Однако было видно, что и она расстроена.

— Знаешь, Наташа, — продолжал Женя, — все потому, что тимуровцев нет. Помнишь, как хорошо было? Всегда все вместе, дружно. Я больше всех виноват, что команды не стало…

— Что ты, Женя…

— Нет, нет, — перебил он Наташу, — командир всегда больше всех виноват! Даже ночью проснусь, думаю, но ничего придумать не могу, И клятву я, Наташа, не выполнил.

— Глупый ты, Женя! Совсем ты не виноват. Все вместе думали и ничего не придумали, а ты один хочешь?

Тень грусти пробежала по лицу девочки.

— Женя, — проговорила она через минуту и упрямо тряхнула головой, — ты помирись с Федькой. А?

Женя рассматривал ножик и будто не слышал.

— Помирись! — повторила девочка.

— Нет! — сухо отрезал мальчик. Светлые брови его упрямо сошлись на переносице.

— Но почему? Ведь хороший Федька! В поход неинтересно без него… Помирись, ладно?

Смуглое, чуть скуластое лицо девочки даже покраснело от волнения.

Женя молчал.

— Наверное, ты рассердился, когда Федька сказал, что при тимуровцах лучше было? — не сдавалась Наташа. — Он правильно сказал. Мне тоже часто скучно бывает.

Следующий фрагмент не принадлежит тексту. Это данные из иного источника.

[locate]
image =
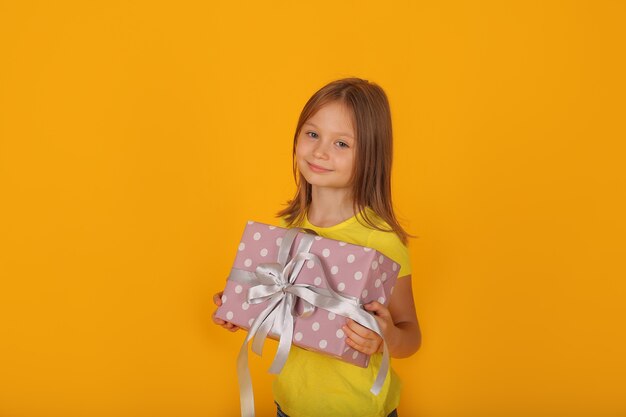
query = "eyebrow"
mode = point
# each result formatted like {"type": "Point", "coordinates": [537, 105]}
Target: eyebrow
{"type": "Point", "coordinates": [338, 133]}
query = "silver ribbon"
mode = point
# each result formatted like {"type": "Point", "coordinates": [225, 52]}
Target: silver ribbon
{"type": "Point", "coordinates": [275, 284]}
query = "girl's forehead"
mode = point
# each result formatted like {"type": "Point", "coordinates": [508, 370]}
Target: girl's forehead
{"type": "Point", "coordinates": [332, 116]}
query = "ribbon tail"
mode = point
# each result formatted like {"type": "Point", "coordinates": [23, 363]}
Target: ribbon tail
{"type": "Point", "coordinates": [246, 395]}
{"type": "Point", "coordinates": [286, 336]}
{"type": "Point", "coordinates": [261, 335]}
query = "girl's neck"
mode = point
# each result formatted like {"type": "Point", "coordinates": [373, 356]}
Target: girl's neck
{"type": "Point", "coordinates": [330, 206]}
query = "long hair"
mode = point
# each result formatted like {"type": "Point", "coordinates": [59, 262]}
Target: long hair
{"type": "Point", "coordinates": [371, 176]}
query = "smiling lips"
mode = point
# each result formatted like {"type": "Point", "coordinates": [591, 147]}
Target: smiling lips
{"type": "Point", "coordinates": [316, 168]}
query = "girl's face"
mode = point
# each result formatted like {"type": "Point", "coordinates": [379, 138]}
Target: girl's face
{"type": "Point", "coordinates": [325, 147]}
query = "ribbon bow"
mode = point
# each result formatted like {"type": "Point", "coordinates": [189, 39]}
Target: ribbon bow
{"type": "Point", "coordinates": [275, 283]}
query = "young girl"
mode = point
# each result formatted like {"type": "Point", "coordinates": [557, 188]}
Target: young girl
{"type": "Point", "coordinates": [342, 154]}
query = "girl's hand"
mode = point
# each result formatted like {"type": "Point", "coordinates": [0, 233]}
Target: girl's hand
{"type": "Point", "coordinates": [363, 339]}
{"type": "Point", "coordinates": [217, 299]}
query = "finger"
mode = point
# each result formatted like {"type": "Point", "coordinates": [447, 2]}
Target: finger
{"type": "Point", "coordinates": [378, 309]}
{"type": "Point", "coordinates": [368, 348]}
{"type": "Point", "coordinates": [217, 320]}
{"type": "Point", "coordinates": [355, 337]}
{"type": "Point", "coordinates": [358, 329]}
{"type": "Point", "coordinates": [217, 299]}
{"type": "Point", "coordinates": [231, 327]}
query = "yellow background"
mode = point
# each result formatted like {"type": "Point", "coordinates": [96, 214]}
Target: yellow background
{"type": "Point", "coordinates": [136, 138]}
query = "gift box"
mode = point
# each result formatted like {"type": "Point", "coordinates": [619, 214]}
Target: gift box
{"type": "Point", "coordinates": [336, 270]}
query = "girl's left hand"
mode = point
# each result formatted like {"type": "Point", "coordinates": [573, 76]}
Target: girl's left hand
{"type": "Point", "coordinates": [363, 339]}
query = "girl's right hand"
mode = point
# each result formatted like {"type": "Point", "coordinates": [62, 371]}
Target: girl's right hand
{"type": "Point", "coordinates": [217, 299]}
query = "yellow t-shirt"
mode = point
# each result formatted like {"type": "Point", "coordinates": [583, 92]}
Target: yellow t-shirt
{"type": "Point", "coordinates": [316, 385]}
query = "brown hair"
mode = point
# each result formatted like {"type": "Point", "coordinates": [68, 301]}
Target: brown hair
{"type": "Point", "coordinates": [371, 185]}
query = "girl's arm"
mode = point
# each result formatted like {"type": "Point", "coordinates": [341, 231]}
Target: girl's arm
{"type": "Point", "coordinates": [398, 323]}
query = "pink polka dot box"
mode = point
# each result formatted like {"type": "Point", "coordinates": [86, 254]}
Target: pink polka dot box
{"type": "Point", "coordinates": [356, 273]}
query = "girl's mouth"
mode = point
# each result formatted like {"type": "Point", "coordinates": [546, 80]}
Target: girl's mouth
{"type": "Point", "coordinates": [316, 168]}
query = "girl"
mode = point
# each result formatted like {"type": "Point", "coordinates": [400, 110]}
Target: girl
{"type": "Point", "coordinates": [342, 154]}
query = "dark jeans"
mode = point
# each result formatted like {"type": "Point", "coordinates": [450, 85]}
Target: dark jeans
{"type": "Point", "coordinates": [279, 412]}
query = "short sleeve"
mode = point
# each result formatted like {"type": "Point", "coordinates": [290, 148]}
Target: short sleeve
{"type": "Point", "coordinates": [390, 245]}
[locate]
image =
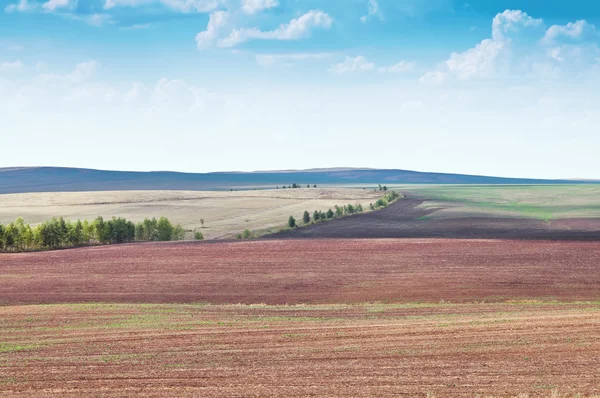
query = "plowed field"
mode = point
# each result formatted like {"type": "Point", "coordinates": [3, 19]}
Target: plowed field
{"type": "Point", "coordinates": [416, 218]}
{"type": "Point", "coordinates": [306, 271]}
{"type": "Point", "coordinates": [436, 350]}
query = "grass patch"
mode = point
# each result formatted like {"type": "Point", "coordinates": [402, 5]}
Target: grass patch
{"type": "Point", "coordinates": [8, 347]}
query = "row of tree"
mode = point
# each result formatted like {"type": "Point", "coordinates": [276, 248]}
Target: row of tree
{"type": "Point", "coordinates": [341, 211]}
{"type": "Point", "coordinates": [294, 185]}
{"type": "Point", "coordinates": [59, 233]}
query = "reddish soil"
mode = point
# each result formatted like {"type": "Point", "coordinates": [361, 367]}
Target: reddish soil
{"type": "Point", "coordinates": [306, 271]}
{"type": "Point", "coordinates": [404, 219]}
{"type": "Point", "coordinates": [486, 350]}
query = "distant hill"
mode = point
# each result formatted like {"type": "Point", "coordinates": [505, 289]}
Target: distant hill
{"type": "Point", "coordinates": [56, 179]}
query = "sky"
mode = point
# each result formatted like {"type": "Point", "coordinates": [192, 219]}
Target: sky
{"type": "Point", "coordinates": [491, 87]}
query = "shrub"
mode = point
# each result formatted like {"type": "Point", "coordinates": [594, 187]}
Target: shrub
{"type": "Point", "coordinates": [316, 216]}
{"type": "Point", "coordinates": [292, 222]}
{"type": "Point", "coordinates": [381, 203]}
{"type": "Point", "coordinates": [306, 217]}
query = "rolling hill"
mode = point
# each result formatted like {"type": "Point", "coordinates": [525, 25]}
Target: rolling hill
{"type": "Point", "coordinates": [57, 179]}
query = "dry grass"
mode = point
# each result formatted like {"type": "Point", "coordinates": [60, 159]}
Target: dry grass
{"type": "Point", "coordinates": [225, 213]}
{"type": "Point", "coordinates": [471, 350]}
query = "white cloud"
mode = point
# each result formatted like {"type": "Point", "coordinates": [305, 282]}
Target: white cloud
{"type": "Point", "coordinates": [511, 22]}
{"type": "Point", "coordinates": [352, 64]}
{"type": "Point", "coordinates": [400, 67]}
{"type": "Point", "coordinates": [185, 6]}
{"type": "Point", "coordinates": [53, 5]}
{"type": "Point", "coordinates": [572, 30]}
{"type": "Point", "coordinates": [296, 29]}
{"type": "Point", "coordinates": [21, 6]}
{"type": "Point", "coordinates": [10, 66]}
{"type": "Point", "coordinates": [373, 11]}
{"type": "Point", "coordinates": [269, 60]}
{"type": "Point", "coordinates": [216, 22]}
{"type": "Point", "coordinates": [97, 20]}
{"type": "Point", "coordinates": [83, 71]}
{"type": "Point", "coordinates": [254, 6]}
{"type": "Point", "coordinates": [361, 64]}
{"type": "Point", "coordinates": [483, 60]}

— Я и не спорю. Конечно, при тимуровцах лучше было. Но что сделать, если работы не стало?

— Видишь, и ты с Федькой согласен, — оживилась Наташа. — А с Алькой он нечаянно подружился…

— Нет, — перебил ее Женя, выпрямляясь, — не помирюсь. Он нас всех на Альку променял. Пока хорошо было — он дружил с нами. В поход с Володей собирались — тоже дружил. А как узнал, что без Володи и только на один день пойдем, он сразу к Альке. Нет, так только настоящие изменники делают — в трудный момент товарищей бросают! Пусть со своим Алькой дружит. Не помирюсь!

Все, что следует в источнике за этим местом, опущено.